Leia a cronologia do caso e as íntegras dos documentos:

  • jul.2023portaria (PDF – 438 kB) do MME cria grupo de trabalho para estudar o problema da Amazonas Energia;
  • nov.2023despacho (PDF – 153 kB) da Aneel recomendou ao MME a caducidade da concessão da Amazonas;
  • fev.2024 – grupo de trabalho do MME publica relatório (PDF – 2 MB) dando ao governo 3 caminhos para resolver o problema: A) caducidade do contrato, B) intervenção na distribuidora e C) adoção de medida legislativa flexibilizando novamente regras para a Amazonas Energia e solucionando custos operacionais da empresa;
  • jun.2024 – governo federal publica a MP 1.232 (PDF – 151 kB), que autoriza nova flexibilização de custos da Amazonas e a possibilidade de transferência da empresa para outro grupo econômico, por valor simbólico, como alternativa à caducidade;
  • 1º.jul.2024 – Amazonas submete a Aneel a proposta de transferência feita pela Âmbar/J&F por meio de 2 fundos de investimentos do grupo (documento com teor da proposta é sigiloso);
  • set.2024 – juíza federal do Amazonas de 1º grau concede liminar (PDF – 320 kB) em atendimento a distribuidora determinando que a Aneel aprove a proposta de transferência em até 48 horas a partir da notificação (entregue em 25.set, às 16h40);
  • set.2024 – superintendências técnicas da Aneel emitem nota técnica (PDF – 2 kB) que recomenda a rejeição da proposta de transferência e reforça indicativo de caducidade;
  • set.2024 – Amazonas Energia informa a Aneel sobre mudanças na proposta original da Âmbar/J&F já no final da noite. Uma nova alteração foi apresentada no dia 27 de setembro (documentos sob sigilo);
  • set.2024 – Aneel faz reunião extraordinária para julgar processo diante do prazo dado pela Justiça, mas diretoria não chega a consenso e votação termina empatada. Foram 2 diretores contra, seguindo o voto (PDF – 937 kB) do relator, Ricardo Tili.

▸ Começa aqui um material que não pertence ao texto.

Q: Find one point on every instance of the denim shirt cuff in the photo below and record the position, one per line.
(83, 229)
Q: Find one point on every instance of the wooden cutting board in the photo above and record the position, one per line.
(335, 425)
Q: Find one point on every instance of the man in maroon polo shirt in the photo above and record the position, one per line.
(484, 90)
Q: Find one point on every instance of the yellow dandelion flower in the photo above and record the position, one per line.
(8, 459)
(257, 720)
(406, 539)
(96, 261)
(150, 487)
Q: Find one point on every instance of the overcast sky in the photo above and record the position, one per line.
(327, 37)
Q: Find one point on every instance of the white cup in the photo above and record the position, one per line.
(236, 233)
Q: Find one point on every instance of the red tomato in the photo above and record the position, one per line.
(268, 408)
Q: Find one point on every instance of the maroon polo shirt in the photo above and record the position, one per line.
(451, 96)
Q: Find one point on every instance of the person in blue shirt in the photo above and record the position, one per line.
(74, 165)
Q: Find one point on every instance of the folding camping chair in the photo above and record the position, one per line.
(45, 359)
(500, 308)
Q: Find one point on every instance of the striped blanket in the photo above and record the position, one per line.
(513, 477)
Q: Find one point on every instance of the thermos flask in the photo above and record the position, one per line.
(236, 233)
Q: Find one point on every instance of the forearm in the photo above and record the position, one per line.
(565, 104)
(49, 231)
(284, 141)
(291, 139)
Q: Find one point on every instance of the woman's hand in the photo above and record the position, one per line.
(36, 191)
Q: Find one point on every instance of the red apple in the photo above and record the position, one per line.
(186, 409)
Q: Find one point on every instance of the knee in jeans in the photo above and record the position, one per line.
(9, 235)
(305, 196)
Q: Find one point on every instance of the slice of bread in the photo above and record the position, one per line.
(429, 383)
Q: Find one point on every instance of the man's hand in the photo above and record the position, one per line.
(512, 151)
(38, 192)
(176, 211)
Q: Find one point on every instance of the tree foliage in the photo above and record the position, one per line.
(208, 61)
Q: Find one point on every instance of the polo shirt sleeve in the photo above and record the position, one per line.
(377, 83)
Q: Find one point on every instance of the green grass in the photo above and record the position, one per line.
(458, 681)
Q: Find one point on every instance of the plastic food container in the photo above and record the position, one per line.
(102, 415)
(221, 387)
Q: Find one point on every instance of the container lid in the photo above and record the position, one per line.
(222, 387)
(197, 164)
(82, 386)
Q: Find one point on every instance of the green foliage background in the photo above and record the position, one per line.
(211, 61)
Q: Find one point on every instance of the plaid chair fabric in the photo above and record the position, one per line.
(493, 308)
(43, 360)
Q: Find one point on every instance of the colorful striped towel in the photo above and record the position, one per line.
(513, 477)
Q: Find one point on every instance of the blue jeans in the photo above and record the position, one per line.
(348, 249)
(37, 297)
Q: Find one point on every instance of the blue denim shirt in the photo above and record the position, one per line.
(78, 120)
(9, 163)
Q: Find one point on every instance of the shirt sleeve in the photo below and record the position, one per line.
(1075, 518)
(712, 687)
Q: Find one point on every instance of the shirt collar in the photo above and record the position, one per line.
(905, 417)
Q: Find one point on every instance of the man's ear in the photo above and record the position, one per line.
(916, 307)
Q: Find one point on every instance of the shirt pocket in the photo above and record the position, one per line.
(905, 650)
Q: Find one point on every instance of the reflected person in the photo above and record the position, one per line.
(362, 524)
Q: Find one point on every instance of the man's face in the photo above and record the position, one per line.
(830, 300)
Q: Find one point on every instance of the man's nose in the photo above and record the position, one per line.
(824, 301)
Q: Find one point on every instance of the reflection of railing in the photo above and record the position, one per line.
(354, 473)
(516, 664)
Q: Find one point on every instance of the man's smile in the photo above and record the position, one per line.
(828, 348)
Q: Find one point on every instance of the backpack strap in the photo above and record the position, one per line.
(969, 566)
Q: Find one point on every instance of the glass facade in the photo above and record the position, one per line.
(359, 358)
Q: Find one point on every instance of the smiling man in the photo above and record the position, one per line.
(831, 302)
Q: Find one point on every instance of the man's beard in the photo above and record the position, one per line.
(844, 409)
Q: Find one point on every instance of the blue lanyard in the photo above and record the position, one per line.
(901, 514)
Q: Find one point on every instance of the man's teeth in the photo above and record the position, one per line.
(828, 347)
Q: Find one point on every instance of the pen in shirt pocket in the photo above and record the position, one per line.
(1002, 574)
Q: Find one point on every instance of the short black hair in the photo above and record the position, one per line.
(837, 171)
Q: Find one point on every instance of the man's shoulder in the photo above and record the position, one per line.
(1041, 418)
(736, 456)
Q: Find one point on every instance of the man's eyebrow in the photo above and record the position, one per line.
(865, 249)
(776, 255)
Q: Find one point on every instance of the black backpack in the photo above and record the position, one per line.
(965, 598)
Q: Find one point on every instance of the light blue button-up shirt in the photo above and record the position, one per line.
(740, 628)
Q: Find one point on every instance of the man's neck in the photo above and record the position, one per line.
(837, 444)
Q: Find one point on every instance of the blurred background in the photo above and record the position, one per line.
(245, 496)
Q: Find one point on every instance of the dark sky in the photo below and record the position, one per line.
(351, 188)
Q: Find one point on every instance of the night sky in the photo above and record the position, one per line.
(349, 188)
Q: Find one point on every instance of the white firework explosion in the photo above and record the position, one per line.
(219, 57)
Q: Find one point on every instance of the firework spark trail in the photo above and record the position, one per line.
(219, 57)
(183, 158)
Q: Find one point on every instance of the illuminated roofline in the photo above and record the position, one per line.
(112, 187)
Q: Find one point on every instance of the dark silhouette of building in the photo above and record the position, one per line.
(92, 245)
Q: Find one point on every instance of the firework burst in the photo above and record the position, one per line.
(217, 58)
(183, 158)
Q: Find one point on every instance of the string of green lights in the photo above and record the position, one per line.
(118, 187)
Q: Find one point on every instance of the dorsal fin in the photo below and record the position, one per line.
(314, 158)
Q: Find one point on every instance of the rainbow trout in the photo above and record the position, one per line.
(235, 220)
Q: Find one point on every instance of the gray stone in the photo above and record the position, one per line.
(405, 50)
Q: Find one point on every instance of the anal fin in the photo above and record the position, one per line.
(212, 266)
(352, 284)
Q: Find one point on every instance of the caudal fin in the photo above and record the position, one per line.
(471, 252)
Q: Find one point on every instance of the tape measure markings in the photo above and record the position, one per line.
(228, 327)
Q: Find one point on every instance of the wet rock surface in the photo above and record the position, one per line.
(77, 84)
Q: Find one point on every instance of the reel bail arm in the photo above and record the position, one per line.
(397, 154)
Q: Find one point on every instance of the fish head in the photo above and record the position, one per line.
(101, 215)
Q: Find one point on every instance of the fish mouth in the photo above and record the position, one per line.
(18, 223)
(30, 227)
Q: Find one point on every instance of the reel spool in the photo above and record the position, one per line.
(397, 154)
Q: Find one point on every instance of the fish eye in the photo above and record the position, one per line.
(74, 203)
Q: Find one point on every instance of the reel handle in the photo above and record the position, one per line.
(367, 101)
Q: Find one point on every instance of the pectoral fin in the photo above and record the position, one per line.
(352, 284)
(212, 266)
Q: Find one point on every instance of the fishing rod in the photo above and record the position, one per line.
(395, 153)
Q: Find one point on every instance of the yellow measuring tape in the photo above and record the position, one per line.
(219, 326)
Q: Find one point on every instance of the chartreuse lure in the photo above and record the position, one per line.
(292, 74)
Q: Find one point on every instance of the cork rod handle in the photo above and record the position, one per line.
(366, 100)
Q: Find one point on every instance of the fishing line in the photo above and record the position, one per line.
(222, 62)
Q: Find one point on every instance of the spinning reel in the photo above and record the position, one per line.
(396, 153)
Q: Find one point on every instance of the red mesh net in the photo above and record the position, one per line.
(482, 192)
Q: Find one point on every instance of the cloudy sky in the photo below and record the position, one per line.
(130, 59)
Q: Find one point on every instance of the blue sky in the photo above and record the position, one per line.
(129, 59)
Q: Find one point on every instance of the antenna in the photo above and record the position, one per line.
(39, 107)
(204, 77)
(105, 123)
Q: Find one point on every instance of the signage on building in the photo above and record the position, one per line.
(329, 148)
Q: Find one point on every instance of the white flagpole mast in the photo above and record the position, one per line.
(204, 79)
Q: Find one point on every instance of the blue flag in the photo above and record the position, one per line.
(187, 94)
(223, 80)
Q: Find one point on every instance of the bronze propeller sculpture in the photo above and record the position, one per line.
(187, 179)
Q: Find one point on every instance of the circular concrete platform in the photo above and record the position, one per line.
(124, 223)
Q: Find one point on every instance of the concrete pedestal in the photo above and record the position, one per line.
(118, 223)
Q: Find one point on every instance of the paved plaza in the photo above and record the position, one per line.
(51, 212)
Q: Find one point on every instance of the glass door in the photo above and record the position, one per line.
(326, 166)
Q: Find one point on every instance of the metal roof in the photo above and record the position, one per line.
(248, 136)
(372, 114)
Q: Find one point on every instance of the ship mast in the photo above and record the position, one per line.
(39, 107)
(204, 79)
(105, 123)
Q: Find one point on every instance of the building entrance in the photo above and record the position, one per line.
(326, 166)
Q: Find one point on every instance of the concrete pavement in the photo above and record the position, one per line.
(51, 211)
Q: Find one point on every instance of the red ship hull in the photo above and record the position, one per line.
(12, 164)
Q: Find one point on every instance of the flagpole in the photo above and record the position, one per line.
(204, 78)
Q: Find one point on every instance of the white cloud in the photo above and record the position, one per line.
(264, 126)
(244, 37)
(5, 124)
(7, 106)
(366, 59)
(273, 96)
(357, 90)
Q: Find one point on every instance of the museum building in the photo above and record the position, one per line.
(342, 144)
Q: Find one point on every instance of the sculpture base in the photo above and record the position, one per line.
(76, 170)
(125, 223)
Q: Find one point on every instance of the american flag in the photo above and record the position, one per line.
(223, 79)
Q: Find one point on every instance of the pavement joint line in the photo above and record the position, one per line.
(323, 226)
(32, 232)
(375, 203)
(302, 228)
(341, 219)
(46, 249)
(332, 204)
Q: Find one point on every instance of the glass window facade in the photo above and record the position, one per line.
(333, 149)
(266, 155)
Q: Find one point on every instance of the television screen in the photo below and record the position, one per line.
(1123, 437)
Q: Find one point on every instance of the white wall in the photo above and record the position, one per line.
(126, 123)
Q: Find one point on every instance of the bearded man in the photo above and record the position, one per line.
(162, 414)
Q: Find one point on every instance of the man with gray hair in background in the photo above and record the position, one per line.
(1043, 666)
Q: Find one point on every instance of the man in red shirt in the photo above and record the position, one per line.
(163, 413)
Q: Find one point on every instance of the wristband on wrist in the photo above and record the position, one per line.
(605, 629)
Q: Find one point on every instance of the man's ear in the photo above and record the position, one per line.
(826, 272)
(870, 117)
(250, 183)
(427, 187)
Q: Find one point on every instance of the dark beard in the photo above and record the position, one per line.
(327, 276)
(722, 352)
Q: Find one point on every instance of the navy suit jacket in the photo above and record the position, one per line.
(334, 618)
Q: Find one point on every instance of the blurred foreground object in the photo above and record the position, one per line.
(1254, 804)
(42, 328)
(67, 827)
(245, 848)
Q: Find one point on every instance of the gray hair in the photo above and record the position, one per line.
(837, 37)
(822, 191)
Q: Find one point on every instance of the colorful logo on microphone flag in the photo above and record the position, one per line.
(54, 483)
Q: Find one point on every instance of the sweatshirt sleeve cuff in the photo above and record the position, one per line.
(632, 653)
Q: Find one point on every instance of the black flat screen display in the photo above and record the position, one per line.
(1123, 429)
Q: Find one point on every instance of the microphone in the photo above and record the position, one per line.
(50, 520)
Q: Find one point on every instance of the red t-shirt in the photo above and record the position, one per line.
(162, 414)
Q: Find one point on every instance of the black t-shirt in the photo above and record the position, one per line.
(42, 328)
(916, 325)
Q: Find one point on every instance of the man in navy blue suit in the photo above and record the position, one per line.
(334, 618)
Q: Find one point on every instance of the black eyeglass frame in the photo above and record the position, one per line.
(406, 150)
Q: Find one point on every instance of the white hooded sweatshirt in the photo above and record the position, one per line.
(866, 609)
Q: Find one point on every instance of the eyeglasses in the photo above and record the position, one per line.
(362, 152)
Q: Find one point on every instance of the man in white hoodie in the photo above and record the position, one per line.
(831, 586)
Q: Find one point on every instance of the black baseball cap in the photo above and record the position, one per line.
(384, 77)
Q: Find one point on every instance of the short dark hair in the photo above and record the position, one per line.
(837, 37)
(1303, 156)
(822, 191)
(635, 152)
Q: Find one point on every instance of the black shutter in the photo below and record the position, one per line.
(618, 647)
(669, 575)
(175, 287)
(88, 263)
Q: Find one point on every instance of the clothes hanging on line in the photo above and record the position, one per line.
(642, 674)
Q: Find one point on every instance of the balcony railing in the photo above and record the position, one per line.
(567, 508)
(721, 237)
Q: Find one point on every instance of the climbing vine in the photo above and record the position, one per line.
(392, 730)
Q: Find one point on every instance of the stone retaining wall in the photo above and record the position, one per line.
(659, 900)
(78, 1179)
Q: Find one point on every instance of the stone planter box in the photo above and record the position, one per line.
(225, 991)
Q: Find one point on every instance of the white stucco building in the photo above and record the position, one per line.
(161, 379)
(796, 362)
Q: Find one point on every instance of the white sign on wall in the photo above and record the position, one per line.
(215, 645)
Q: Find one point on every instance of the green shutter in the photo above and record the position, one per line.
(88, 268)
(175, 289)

E 2 a favor da transferência, conforme o voto divergente (PDF – 506 kB) da diretora Agnes Costa;
  • set.2024 – Amazonas Energia entra com nova ação (PDF – 183 kB) na Justiça do Amazonas pedindo que a adoção, em caráter liminar, de medidas interventivas na agência para aprovação da transferência, como dar ao diretor-geral voto de minerva ou o direito de emitir decisão monocrática sobre o caso;
  • 1º.out.2024 – Aneel forma maioria para aprovar um plano de transferência alternativo, elaborado pela área técnica, com regras mais duras e custo menor para a CCC. Grupo J&F terá 24 horas para dizer que topará assumir a concessionária sob os novos termos;
  • out.2024 – Âmbar rejeita o plano alternativo da Aneel e entra com recurso pedindo a aprovação de uma nova proposta, com custo R$ 2 bilhões menor;
  • out.2024 – Aneel aprova transferência sub judice, seguindo os termos originais propostos pelas empresas através de decisão monocrática do diretor-geral, em cumprimento à decisão judicial;
  • out.2024 – Aneel cancela reunião e deixa de analisar recurso da J&F sobre a transferência, que poderia aprovar um plano mais seguro para a transferência.